Case in point: Recently, Viars served a customer who needed his clothes altered immediately due to a business trip.
“A chain store just wouldn’t have done it,” Viars said.
Viars has a recommendation for Green Hills’ independent retailers: Save money.
During the recession, he dipped into a hard-earned rainy day fund, extracted himself from his lease at Grace’s Plaza on Hillsboro Pike and purchased an office condo space in Bedford Commons, a high-profile mixed-use development on Bedford Avenue.
“There’s so little square footage here, there’s always going to be a demand for it and the prices are only going to rise,” said Viars, adding that owning commercial property — and building equity — helped to stabilize The Oxford Shop after the recession. “Rental rates didn’t even change that much in Green Hills during the recession.”
Peggy Sells, senior vice president at Nashville commercial firm Cassidy Turley, expects multiple future projects for Green Hills.
“Green Hills is always evolving,” said Sells, who noted Green Hills leasing rates doubled during the past 10 years and will continue to rise. “We’ll continue to see redevelopment because there’s always a constant demand to get into the market. New developments will [create building density] because Green Hills is landlocked [by residential]. I think we’ll see more mixed-use projects like the Hill Center or Bedford Commons, especially along Hillsboro.
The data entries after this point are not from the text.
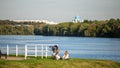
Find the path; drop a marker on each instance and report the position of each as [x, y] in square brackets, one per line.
[13, 58]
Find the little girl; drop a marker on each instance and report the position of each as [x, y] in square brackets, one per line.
[66, 55]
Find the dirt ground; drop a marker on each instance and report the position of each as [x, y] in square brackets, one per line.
[13, 58]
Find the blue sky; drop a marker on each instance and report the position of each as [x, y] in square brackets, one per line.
[59, 10]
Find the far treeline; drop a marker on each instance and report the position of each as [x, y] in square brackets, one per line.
[87, 28]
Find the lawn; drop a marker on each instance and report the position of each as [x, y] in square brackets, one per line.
[50, 63]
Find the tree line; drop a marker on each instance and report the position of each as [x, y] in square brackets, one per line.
[87, 28]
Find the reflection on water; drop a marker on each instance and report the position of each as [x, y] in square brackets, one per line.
[78, 47]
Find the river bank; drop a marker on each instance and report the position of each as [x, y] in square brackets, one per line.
[50, 63]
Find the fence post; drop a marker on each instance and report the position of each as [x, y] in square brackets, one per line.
[7, 50]
[46, 51]
[25, 52]
[35, 50]
[16, 50]
[42, 51]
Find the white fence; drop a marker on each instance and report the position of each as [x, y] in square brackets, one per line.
[30, 50]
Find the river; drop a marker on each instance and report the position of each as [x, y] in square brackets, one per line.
[78, 47]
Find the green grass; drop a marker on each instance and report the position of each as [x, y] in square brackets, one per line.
[50, 63]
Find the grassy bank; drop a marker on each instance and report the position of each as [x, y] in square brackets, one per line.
[50, 63]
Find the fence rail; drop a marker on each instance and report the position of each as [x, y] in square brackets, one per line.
[29, 50]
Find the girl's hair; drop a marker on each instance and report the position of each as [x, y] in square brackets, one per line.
[66, 52]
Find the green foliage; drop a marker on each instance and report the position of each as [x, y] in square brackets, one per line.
[107, 28]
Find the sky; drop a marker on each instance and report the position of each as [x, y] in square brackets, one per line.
[59, 10]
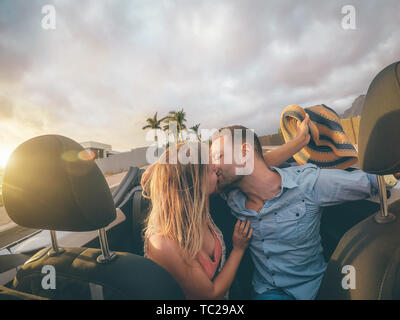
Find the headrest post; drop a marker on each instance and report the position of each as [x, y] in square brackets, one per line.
[383, 216]
[106, 255]
[55, 249]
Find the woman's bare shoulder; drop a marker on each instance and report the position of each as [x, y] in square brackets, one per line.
[162, 246]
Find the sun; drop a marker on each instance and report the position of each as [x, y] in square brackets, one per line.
[4, 155]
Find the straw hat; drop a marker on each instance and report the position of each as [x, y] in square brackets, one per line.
[329, 147]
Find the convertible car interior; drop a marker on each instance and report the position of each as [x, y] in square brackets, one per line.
[51, 185]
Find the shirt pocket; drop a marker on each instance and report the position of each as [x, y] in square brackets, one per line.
[290, 223]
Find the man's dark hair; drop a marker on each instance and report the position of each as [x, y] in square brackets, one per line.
[257, 144]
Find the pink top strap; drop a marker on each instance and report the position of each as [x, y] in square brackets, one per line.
[210, 266]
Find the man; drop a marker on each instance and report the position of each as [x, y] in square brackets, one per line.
[284, 207]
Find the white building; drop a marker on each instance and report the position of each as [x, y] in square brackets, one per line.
[101, 150]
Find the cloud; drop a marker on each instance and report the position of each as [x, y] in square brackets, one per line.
[111, 64]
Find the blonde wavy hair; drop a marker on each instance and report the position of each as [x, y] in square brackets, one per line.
[179, 201]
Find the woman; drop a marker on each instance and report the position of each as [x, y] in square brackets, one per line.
[180, 234]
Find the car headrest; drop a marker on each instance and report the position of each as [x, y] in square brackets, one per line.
[379, 134]
[51, 182]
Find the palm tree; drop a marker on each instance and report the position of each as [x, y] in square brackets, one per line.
[154, 123]
[179, 118]
[195, 129]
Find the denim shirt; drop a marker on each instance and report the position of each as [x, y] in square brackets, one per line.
[286, 244]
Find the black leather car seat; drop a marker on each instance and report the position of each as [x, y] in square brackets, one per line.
[51, 182]
[366, 263]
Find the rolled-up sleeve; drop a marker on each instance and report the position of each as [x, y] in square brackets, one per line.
[334, 186]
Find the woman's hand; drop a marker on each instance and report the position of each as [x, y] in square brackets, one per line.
[303, 133]
[242, 235]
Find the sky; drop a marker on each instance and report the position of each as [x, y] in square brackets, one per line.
[110, 64]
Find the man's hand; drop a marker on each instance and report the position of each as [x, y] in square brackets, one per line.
[242, 235]
[303, 133]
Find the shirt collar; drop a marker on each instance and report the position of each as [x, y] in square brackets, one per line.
[287, 180]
Sells sees the commercial boundaries of the district spreading to a few residential streets such as the rental-heavy Warfield and Kimbark drives.
Sean McGuire, the District 30 Metro councilman, agrees.
“Green Hills is growing so rapidly, [and] the infrastructure hasn’t been able to keep up,” McGuire said. “If you drive around the area, you’ll find some outdated models of retail. What the area needs is more developments like the Hill Center — where you can park, walk and not be so reliant on cars.”
But if such high-end development becomes the trend, would small retailers be priced out of the market?
Maguire thinks some would survive. He said the Hill Center is a mixture of national specialty stores, franchises and locally owned businesses such as E.J. Sain Jewelry, The Cosmetic Market and Posh Boutique.
In contrast, Montgomery, of Nashville Music Company, isn’t convinced.
“It’s not always easy for me to keep going in the current Green Hills environment,” Montgomery said. “Fewer people come into smaller stores these days, and it’s not just because of competition from the big stores. The biggest competition is what you hold in the palm of your hand — the smartphone.
“I do think there’s the making of a counter-revolution where large numbers of people return to traditional businesses,” Montgomery added. “But we aren’t there yet.”
Montgomery said he’s able to keep a bricks-and-mortar store in large part due to steady revenue from instrument rental contracts with local schools.
“I try to turn rentals into sales,” he said. “You do whatever you can to survive, and the best part is that you do end up finding people who care about what you do.”